At the Liberty Medal ceremony, McCain was praised as both a war hero and a hero of bipartisanship.
“Today, new populist forces and social media technologies are Balkanizing citizens into filter bubbles and echo chambers,” said Jeffrey Rosen, CEO of the National Constitution Center. “The result is polarizing our media and elected officials and threatening values of thoughtful deliberation and public reason in precisely the way the framers feared.”
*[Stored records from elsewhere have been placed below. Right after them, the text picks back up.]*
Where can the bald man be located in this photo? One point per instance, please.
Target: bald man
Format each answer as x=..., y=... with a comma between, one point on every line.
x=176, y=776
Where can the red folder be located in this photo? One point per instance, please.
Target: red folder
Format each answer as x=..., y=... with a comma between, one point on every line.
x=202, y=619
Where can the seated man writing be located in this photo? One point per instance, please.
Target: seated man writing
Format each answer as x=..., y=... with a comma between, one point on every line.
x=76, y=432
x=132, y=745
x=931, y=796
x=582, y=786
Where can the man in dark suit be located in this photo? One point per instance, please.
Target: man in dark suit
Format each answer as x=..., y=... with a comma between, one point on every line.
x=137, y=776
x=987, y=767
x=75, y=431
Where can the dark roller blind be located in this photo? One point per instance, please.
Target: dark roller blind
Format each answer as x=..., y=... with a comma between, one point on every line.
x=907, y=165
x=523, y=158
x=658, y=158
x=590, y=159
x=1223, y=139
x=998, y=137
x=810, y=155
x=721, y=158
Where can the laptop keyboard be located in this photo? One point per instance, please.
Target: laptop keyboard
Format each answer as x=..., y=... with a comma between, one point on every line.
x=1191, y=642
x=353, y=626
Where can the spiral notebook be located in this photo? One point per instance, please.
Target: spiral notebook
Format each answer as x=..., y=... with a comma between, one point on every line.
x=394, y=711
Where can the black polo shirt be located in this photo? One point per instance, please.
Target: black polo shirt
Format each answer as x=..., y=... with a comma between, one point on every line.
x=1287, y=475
To drive home the merits of crossing the aisle, the Constitution Center bestowed its Liberty Medal on the Republican senator and asked Biden, a Democrat, to present it.
In a 20-minute speech, by far the evening’s longest, Biden described the lengthy and close relationship he and McCain have enjoyed for more than two decades, most of that time when Biden served in the Senate.
“John and I used to — during debates in the ’90s — go over and sit with one another,” recalled Biden. “We both were chastised by the leadership in both our caucuses: Why were we talking with one another and showing such friendship in the middle of debates? This was after the [former Speaker of the House Newt] Gingrich revolution in the ’90s. They didn’t want us sitting together.”
McCain and Biden hugged, then Biden handed McCain the Liberty Medal.
In his speech that followed, McCain was self-effacing.
“I’m the luckiest guy on earth,” he said. “I have served America’s cause, the cause of security and freedom and justice, all of my adult life. I haven’t always served it well. I haven’t even always appreciated what I was serving.
“Among the compensations of old age is the acuity of hindsight,” continued McCain, 81. “I see now that I was part of something important that drew me along in its wake. I was — knowingly or no — along for the ride as America made the future better than the past.”
Beneath his humility and good-natured jabs at Biden, McCain kept his powder dry for a veiled attack on the current White House.
“To fear the world we have organized and led for three-quarters of a century, to abandon the ideals we have advanced around the globe, to refuse the obligations of international leadership and our duty to remain the last best hope of Earth, for the sake of some half-baked, spurious nationalism cooked up by people who would rather find scapegoats than solve problems is as unpatriotic as an attachment to any other tired dogma of the past that Americans consigned to the ash heap of history,” said McCain.
“We live in a land of ideals, not blood and soil.”
NPR’s James Doubek and WHYY News staff contributed to this story.